Ongoing construction of Eldoret 64 Stadium, June 15, 2022. [Stephen Rutto, Standard]

When the whites arrived in Kenya at the end of the 19th Century, they found many local names hard to pronounce. Many areas had Maasai names since the community used these locations as grazing and watering grounds for their cattle. Nairobi, Nakuru, Naivasha and many others are all 'modernised' Maasai names. 

Then there were those places whose names grew organically. Among these is Eldoret. Boers from South Africa and the British invaded the area in early 20th Century. There was a scramble of sorts for the rich Rift Valley highlands.

Uasin Gishu would have been the first African settlement for European Jews before such plans flopped in 1905. Two years later, British authorities made land offers to the Boers in order to exploit the farming opportunities in the region.

Among the Boers was Jansen van Rensburg who came to scout the colony in 1907. Rensburg was promised that should he bring up 30 families or more, Uasin Gishu would belong to South Africans with each settler getting a farm proportionate to the extent of his assets. The offer was too good for Rensburg to turn down.

The Boer secured promises from 50 families and started the trek from South Africa to Kenya in June 1908. Their arrival made authorities to subdivide land in Uasin Gishu into smaller plots.

Plot Number 64 fell on Willie Van Aardt though the local post office gave the plot's address as Eldore River that merged with Sosiani, or 'Saucy Annie' to the locals.
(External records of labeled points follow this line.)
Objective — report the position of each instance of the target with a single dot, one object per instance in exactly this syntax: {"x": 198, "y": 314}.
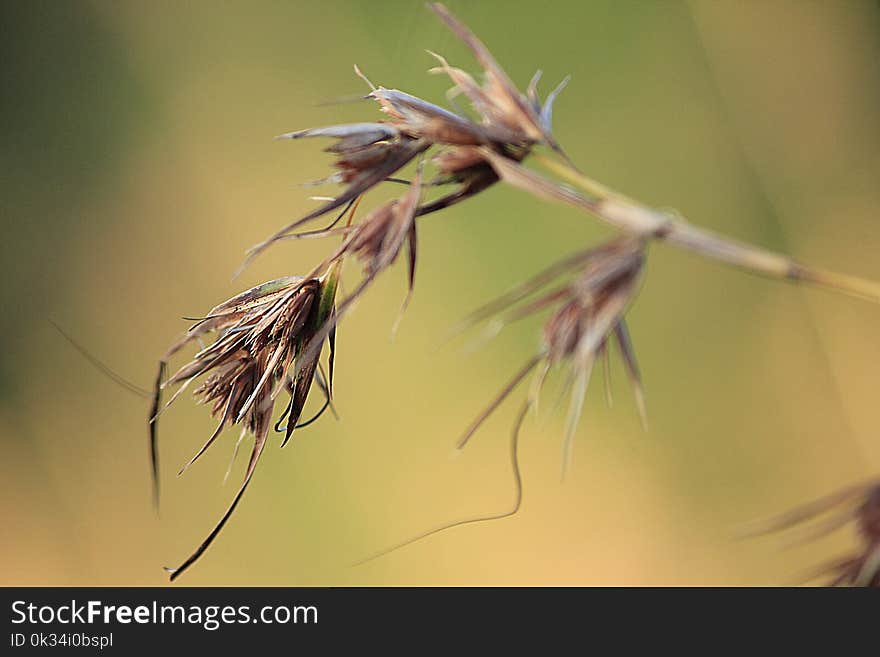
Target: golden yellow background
{"x": 138, "y": 164}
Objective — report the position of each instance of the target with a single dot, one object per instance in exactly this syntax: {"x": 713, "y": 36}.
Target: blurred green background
{"x": 138, "y": 164}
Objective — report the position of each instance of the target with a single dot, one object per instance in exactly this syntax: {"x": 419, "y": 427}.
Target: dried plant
{"x": 856, "y": 505}
{"x": 260, "y": 340}
{"x": 270, "y": 338}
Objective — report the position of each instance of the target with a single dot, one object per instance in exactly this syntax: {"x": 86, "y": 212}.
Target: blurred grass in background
{"x": 137, "y": 165}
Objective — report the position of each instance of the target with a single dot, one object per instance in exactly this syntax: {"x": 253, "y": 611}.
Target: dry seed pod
{"x": 857, "y": 506}
{"x": 257, "y": 354}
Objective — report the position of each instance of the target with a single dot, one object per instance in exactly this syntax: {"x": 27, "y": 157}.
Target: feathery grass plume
{"x": 257, "y": 354}
{"x": 857, "y": 505}
{"x": 371, "y": 153}
{"x": 588, "y": 308}
{"x": 588, "y": 294}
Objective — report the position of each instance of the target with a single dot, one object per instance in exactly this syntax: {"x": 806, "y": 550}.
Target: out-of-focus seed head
{"x": 258, "y": 352}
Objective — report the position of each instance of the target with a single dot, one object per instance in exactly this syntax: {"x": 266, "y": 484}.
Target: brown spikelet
{"x": 260, "y": 335}
{"x": 858, "y": 506}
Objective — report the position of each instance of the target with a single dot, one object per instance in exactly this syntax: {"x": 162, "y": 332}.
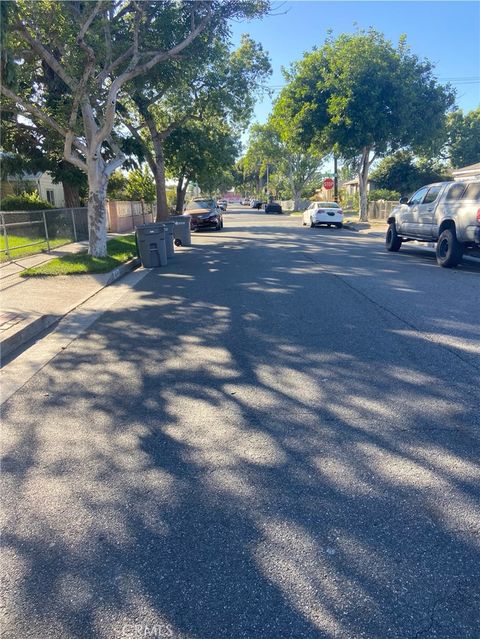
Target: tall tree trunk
{"x": 180, "y": 199}
{"x": 72, "y": 195}
{"x": 97, "y": 215}
{"x": 181, "y": 193}
{"x": 296, "y": 200}
{"x": 363, "y": 184}
{"x": 184, "y": 191}
{"x": 161, "y": 190}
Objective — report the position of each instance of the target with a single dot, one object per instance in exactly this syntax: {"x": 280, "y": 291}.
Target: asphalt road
{"x": 276, "y": 436}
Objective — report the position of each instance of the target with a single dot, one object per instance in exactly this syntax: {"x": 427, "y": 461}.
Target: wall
{"x": 45, "y": 183}
{"x": 380, "y": 210}
{"x": 287, "y": 205}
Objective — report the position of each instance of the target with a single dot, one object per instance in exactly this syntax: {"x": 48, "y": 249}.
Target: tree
{"x": 289, "y": 168}
{"x": 140, "y": 185}
{"x": 216, "y": 82}
{"x": 403, "y": 173}
{"x": 93, "y": 50}
{"x": 363, "y": 98}
{"x": 204, "y": 152}
{"x": 463, "y": 145}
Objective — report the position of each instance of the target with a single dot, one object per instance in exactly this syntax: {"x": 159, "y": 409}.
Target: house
{"x": 349, "y": 187}
{"x": 40, "y": 182}
{"x": 470, "y": 172}
{"x": 352, "y": 188}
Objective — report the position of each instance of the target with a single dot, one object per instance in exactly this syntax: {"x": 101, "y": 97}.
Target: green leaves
{"x": 463, "y": 145}
{"x": 359, "y": 91}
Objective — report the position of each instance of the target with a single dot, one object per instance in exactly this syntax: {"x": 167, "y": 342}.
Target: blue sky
{"x": 447, "y": 33}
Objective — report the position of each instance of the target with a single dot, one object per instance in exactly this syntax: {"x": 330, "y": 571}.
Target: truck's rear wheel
{"x": 449, "y": 250}
{"x": 392, "y": 241}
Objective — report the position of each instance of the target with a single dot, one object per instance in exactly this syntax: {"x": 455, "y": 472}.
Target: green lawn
{"x": 119, "y": 250}
{"x": 40, "y": 246}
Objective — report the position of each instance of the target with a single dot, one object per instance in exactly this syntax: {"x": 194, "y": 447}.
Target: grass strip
{"x": 119, "y": 250}
{"x": 38, "y": 246}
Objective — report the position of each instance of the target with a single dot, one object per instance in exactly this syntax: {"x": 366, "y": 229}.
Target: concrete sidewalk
{"x": 29, "y": 306}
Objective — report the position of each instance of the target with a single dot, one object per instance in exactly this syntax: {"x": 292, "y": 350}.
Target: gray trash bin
{"x": 169, "y": 226}
{"x": 151, "y": 244}
{"x": 182, "y": 233}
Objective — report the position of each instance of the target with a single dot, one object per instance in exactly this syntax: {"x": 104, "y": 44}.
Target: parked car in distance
{"x": 329, "y": 213}
{"x": 447, "y": 213}
{"x": 204, "y": 214}
{"x": 273, "y": 207}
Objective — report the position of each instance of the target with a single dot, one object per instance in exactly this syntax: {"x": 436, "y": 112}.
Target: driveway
{"x": 276, "y": 436}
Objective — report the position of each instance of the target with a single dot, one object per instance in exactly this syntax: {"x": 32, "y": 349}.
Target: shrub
{"x": 383, "y": 194}
{"x": 24, "y": 202}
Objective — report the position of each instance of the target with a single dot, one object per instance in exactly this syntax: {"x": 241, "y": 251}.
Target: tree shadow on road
{"x": 237, "y": 452}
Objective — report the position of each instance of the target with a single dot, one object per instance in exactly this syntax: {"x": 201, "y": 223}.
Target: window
{"x": 418, "y": 196}
{"x": 330, "y": 205}
{"x": 432, "y": 194}
{"x": 200, "y": 204}
{"x": 472, "y": 192}
{"x": 455, "y": 192}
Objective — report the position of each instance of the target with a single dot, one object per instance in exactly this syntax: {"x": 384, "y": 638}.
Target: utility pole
{"x": 335, "y": 179}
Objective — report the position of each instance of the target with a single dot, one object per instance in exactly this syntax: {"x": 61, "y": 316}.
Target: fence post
{"x": 74, "y": 225}
{"x": 46, "y": 231}
{"x": 5, "y": 236}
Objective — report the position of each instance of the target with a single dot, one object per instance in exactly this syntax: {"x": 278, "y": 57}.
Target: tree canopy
{"x": 66, "y": 65}
{"x": 463, "y": 145}
{"x": 363, "y": 97}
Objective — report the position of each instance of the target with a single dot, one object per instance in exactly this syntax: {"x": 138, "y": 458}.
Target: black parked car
{"x": 204, "y": 214}
{"x": 273, "y": 207}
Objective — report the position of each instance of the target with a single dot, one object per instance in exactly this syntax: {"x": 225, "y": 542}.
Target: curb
{"x": 43, "y": 323}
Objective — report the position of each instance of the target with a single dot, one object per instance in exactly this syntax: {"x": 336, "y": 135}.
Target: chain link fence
{"x": 29, "y": 232}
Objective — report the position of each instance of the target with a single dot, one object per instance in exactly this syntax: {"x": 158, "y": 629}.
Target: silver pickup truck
{"x": 447, "y": 213}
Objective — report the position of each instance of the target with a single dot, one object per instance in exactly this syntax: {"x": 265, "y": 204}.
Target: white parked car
{"x": 328, "y": 213}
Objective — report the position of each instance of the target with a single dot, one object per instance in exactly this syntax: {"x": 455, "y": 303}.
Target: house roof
{"x": 471, "y": 168}
{"x": 25, "y": 177}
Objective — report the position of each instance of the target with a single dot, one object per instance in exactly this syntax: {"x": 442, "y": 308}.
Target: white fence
{"x": 380, "y": 210}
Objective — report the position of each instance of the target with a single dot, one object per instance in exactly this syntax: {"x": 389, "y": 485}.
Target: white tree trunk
{"x": 362, "y": 184}
{"x": 97, "y": 216}
{"x": 296, "y": 200}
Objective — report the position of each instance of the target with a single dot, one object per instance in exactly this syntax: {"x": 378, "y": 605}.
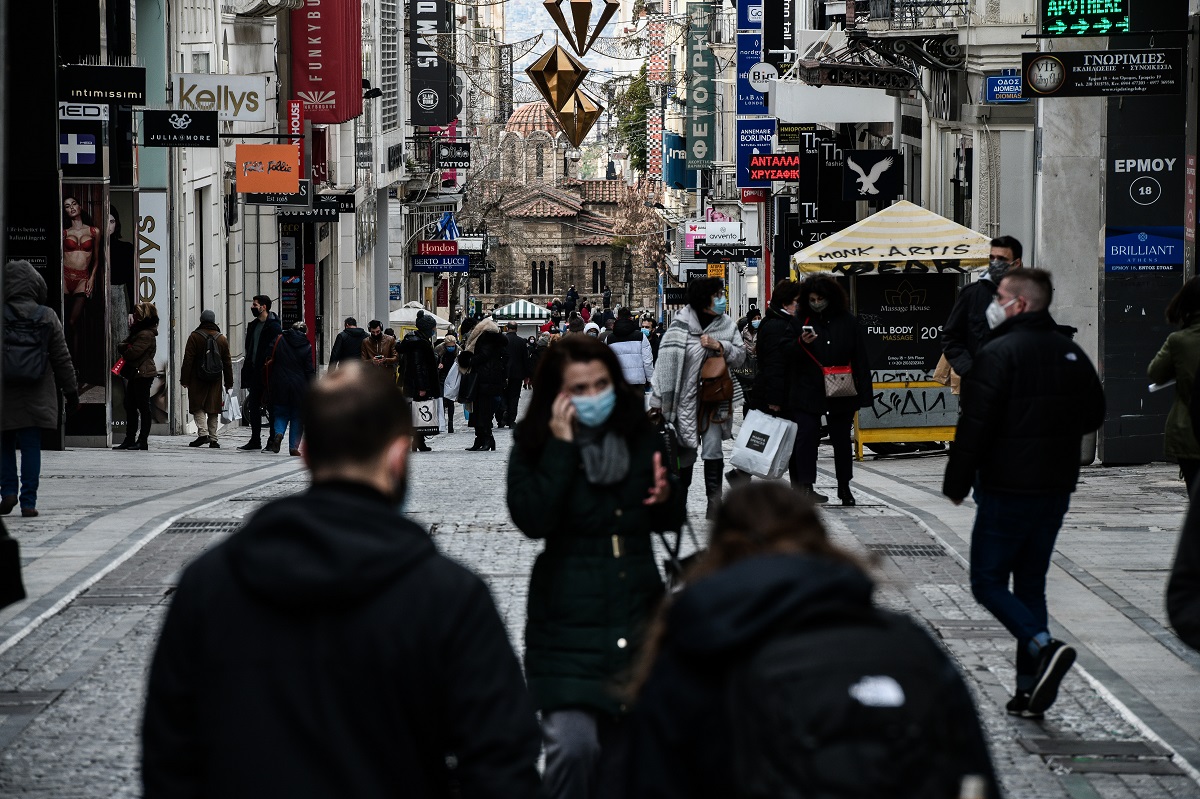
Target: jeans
{"x": 587, "y": 755}
{"x": 1014, "y": 538}
{"x": 282, "y": 416}
{"x": 29, "y": 442}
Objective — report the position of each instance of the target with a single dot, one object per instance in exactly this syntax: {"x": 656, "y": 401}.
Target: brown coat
{"x": 387, "y": 348}
{"x": 204, "y": 395}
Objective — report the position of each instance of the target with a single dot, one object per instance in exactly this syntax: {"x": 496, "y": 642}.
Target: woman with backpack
{"x": 774, "y": 674}
{"x": 586, "y": 451}
{"x": 138, "y": 350}
{"x": 700, "y": 332}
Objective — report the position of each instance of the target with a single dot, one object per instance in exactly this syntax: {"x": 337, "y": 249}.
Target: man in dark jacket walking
{"x": 327, "y": 649}
{"x": 1029, "y": 400}
{"x": 966, "y": 329}
{"x": 517, "y": 372}
{"x": 261, "y": 334}
{"x": 348, "y": 344}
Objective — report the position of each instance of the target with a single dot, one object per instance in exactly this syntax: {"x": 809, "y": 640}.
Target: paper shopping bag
{"x": 765, "y": 445}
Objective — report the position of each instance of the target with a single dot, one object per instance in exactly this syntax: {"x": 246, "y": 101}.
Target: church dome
{"x": 531, "y": 118}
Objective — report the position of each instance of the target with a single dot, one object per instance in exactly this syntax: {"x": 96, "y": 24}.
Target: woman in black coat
{"x": 289, "y": 372}
{"x": 835, "y": 340}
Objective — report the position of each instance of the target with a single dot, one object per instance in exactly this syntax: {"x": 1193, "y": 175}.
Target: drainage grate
{"x": 907, "y": 550}
{"x": 196, "y": 526}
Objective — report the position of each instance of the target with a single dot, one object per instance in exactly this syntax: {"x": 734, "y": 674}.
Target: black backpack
{"x": 850, "y": 707}
{"x": 210, "y": 367}
{"x": 27, "y": 347}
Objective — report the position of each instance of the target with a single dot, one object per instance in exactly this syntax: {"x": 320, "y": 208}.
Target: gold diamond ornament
{"x": 557, "y": 74}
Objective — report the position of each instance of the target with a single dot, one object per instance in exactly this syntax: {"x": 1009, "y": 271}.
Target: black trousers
{"x": 137, "y": 406}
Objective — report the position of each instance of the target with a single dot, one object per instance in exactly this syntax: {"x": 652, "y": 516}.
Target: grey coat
{"x": 36, "y": 406}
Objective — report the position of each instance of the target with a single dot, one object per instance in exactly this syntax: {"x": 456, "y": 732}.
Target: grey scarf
{"x": 605, "y": 455}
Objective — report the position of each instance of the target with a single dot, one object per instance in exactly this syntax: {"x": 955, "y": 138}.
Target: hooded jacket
{"x": 327, "y": 649}
{"x": 37, "y": 403}
{"x": 682, "y": 743}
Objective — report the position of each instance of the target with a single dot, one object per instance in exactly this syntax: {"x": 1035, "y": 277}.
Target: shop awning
{"x": 521, "y": 310}
{"x": 903, "y": 238}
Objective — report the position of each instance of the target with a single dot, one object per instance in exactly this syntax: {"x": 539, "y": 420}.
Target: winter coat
{"x": 1026, "y": 404}
{"x": 347, "y": 347}
{"x": 966, "y": 330}
{"x": 420, "y": 367}
{"x": 589, "y": 598}
{"x": 682, "y": 743}
{"x": 327, "y": 649}
{"x": 252, "y": 374}
{"x": 1183, "y": 584}
{"x": 840, "y": 342}
{"x": 204, "y": 395}
{"x": 1180, "y": 360}
{"x": 291, "y": 371}
{"x": 633, "y": 350}
{"x": 138, "y": 350}
{"x": 37, "y": 403}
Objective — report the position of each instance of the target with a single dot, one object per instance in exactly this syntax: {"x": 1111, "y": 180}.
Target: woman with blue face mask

The settlers called the place  '64', a name still used for some establishments like the main stadium in Eldoret.

Nobody, it seemed, was sure what to call the new urban settlement. A visit by then Governor Sir Percy Girouard solved the puzzle. One speaker, hoping to curry favour with the governor suggested the town be named in his honour. But the governor refused, saying no settler would spell the name while no local could manage to pronounce it.

"In view of the wonderful prospects of the young district, it was a happy omen that its present name should be so like El Dorado," wrote Christine Nicholls in Red Strangers: The White Tribe of Kenya. El Dorado is a mythical place early explorers believed was a city full of gold and other precious stones in the Americas.

Eldore River or 64 was Kenya's El Dorado. However, the governor suggested that a 't' be added to Eldore "as many place names in the district ended with this letter". And so we got a Kenyan name for a town in a region that would have either gone to the Zionists or became a permanent settlement for South African Boers.